To the Saïd Business School last night, to catch the evening panel discussion of this year's Silicon Valley Comes to Oxford, the fourth in the Saïd's annual series. These events bring together entrepreneurs, VCs and others involved in Silicon Valley, and this year the theme was 'Networks in the 21st Century'. Line-up: Allen Morgan (Keynote; MD, Mayfield), Charlie Leadbeater (Chair), Reid Hoffman (CEO and Founder, LinkedIn; on the Board of SixApart, investor in Last.fm), Craig Newmark (Chairman and Founder, Craigslist), Christopher Sacca (Principal, New Business Development, Google), Maria Sendra (Partner, Baker & McKenzie), Evan Williams (Co-creator of Blogger and Co-founder and CEO of Odeo), Robert Young (Co-founder and formerly CEO & Chairman of Red Hat; Founder and CEO Lulu).
Inspiring evening, not least because of Charlie Leadbeater's (CL) clever, skillful chairing and incisive remarks. Some rough notes follow.
CL began by rehearsing the history of Wikipedia: in just 4½ years it has established a web presence whose daily net traffic now exceeds that of the NYT, yet it has just one employee, hired in January of this year. This will be familiar to many, but the impact on the audience of businessmen last night struck me — "Hey! A new business model!". The leveraging of the power of the many, of the enthusiastic, in a shared enterprise with a marked social and intellectual idealism. (Allen Morgan had already mentioned, amongst others, del.icio.us and Flickr; Reid Hoffman praised Last.fm.)
The 1½ hours of panel discussion sustained a very high level of enthusiasm for what is happening through collaborative activities on the web (of which Wikipedia is an extraordinary example, of course). Craig Newmark wasn't less idealistic for expressing himself in homelier ways: social networking is 'just getting people together to improve their lives'; coffee houses are often the new (old! — Ben Hammersley's talk at Reboot 7) centres for such collaboration. Bob Young didn't see collaborative, social networking as a new phase in the history of capitalism: it's something that has always been present but obscured historically by an emphasis on private property rights. CL: surely Open Source is something new, the emergence of a new kind of collaboratively driven culture of innovation?
Chris Sacca: Google operates with no business plan but with ideals — ideals are resilient, much less likely to lead to rigidity than plans and likelier to resist going out of date; go to Wikipedia and look at the number of inspiring Open Source-derived Manifestos. Evan Williams spoke warmly of the social idealism that the democratisation of networks, media (etc) is bringing about.
From the audience: Mike Butcher asked if more value isn't being destroyed than created through disintermediation. (He also points out the really surprising lack of WiFi at the Saïd — something John Naughton mocked back in September:
When I arrived, I asked the pleasant young woman at the desk how to log onto the wireless network. She gave me a nice-but-puzzled look. Her voice said that there wasn’t such a thing; her look said “This is a business school, dumbo, not some technology college”. So I launched MacStumbler and — Lo! — it was So! The University of Oxford’s Business School doesn’t have a single wireless network.)

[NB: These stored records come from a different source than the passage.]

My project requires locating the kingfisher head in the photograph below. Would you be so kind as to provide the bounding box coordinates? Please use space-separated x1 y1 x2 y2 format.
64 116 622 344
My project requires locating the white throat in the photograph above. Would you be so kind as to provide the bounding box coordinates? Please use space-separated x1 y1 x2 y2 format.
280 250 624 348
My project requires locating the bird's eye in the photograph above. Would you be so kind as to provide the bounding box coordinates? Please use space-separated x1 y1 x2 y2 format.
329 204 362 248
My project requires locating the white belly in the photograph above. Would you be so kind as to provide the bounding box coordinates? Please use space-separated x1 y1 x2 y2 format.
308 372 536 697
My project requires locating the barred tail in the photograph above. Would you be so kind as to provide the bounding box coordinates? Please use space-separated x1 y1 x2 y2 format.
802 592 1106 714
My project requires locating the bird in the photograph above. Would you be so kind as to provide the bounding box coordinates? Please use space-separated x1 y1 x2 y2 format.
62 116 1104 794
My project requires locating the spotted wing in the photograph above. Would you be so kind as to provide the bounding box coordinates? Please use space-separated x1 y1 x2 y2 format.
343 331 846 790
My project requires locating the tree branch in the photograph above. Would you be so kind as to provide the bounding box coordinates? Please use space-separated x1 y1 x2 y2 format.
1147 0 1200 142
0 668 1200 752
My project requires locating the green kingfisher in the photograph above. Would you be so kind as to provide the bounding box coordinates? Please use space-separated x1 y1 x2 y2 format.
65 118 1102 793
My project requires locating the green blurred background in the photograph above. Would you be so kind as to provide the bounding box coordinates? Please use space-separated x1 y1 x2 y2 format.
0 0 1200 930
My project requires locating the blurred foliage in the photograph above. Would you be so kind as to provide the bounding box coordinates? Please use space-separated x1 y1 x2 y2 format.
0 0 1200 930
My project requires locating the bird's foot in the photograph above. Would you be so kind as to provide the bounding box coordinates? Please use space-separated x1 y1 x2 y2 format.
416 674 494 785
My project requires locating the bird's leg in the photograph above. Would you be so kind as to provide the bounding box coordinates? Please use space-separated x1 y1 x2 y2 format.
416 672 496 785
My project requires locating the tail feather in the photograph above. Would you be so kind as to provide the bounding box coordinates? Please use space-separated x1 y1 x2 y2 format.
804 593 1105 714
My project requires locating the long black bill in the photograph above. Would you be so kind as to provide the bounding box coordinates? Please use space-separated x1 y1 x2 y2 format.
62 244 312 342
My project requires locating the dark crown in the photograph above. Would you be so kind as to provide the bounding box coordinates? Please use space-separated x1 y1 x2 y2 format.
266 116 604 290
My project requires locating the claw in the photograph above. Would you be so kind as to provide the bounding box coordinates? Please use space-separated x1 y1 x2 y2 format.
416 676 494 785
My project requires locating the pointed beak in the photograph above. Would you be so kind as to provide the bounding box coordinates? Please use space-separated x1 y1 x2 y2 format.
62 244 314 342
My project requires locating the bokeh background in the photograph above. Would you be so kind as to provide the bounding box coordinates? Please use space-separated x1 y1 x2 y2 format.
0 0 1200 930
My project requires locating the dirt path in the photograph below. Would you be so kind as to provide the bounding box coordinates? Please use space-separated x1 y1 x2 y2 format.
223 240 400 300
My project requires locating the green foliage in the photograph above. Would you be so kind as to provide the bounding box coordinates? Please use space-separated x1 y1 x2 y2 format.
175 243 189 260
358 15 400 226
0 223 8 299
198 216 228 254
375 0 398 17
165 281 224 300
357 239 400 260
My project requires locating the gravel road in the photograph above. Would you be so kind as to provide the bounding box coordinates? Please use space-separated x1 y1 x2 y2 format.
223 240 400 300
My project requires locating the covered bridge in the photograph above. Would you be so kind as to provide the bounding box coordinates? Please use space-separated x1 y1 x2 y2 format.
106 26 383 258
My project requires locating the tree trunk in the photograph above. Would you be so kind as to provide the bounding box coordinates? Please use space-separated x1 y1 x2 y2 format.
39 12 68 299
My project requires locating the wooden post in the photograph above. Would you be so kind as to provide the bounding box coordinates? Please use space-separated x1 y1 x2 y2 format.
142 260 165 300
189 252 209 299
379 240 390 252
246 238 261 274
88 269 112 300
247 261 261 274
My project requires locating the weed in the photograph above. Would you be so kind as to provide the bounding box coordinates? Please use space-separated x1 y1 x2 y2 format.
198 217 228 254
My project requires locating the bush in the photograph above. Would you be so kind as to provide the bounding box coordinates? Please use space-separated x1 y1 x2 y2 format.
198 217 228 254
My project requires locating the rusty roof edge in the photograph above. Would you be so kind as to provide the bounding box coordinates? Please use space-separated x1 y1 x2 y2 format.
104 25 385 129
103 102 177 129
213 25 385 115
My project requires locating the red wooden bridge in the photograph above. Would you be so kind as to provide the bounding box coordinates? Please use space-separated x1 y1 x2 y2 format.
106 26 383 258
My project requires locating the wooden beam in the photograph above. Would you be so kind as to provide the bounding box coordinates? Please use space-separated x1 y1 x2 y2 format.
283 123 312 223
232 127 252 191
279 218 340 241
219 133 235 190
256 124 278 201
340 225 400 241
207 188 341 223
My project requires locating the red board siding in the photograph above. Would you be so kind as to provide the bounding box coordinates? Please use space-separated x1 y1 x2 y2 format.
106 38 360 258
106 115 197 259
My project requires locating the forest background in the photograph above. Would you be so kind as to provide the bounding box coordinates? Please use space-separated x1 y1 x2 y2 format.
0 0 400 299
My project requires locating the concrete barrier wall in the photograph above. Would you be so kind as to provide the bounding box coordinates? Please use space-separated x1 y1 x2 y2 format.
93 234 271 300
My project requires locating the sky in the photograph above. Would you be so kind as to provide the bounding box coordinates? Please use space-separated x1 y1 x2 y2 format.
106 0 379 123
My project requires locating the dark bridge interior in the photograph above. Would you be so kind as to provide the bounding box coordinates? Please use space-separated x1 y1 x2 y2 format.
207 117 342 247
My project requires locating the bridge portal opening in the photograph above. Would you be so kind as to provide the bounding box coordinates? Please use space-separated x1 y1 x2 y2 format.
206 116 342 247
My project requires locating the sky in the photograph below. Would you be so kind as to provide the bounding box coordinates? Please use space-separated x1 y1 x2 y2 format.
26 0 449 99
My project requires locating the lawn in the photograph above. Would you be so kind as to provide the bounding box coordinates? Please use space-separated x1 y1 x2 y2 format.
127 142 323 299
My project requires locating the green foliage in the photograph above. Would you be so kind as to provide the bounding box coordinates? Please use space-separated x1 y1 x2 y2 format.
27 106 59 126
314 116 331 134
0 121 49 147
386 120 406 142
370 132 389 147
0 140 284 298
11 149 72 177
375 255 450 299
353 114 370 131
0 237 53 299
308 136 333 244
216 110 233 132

Chris Sacca (to no-one's surprise): Google is enabling many more new markets than it's "helping" to close. Long Tail and all that. Others on the panel spoke up for this.
CL's message was loud and clear — the times are changing. Examples and predictions: BT now has 20,000 engineers who are self-scheduling as they are better at organising their own time than is any centralised service; after the first London July bombing of this year, within 24 hours the BBC had received 20,000 emails with news, 360 still photos and 4 pieces of video (I think I caught these stats correctly); education will change fundamentally in this kind of new world.
CL: what's happening on and through the web doesn't match the standard models. It's not pyramidal, it's not valley chain … A 'bird's nest' is the best image/model for something like Wikipedia.
And, in a reference to the idea a number of the panel had supported, that online social networking is "just" there to assist in and feed back into offline social networking, CL made it clear that he thinks some things are now happening online that simply could not happen before: for example, what's achievable through ease of online scaling. (I would add: and what happens when digital and real worlds converge and become one?)
Footnote: as the panel session closed, I realised what question I'd have liked to have asked. It's what Anil Dash raised recently and Caterina Fake and others have taken up (Matthew Gertner, Thomas Hawk, Jason, Robert, Mike; BusinessWeek): if the end-users are doing the leveraging, and adding much/most of the value, will there come a point where it's perceived that the most interesting/committed/best contributing end-users should get paid for what they're doing? Or is love enough? My take: I hope the idealism continues, along with the normal stuff of human social life which requires no monetary incentive — or shouldn't do. The attention (keyword!) that good photos on Flickr (etc) receive should be "payment" enough.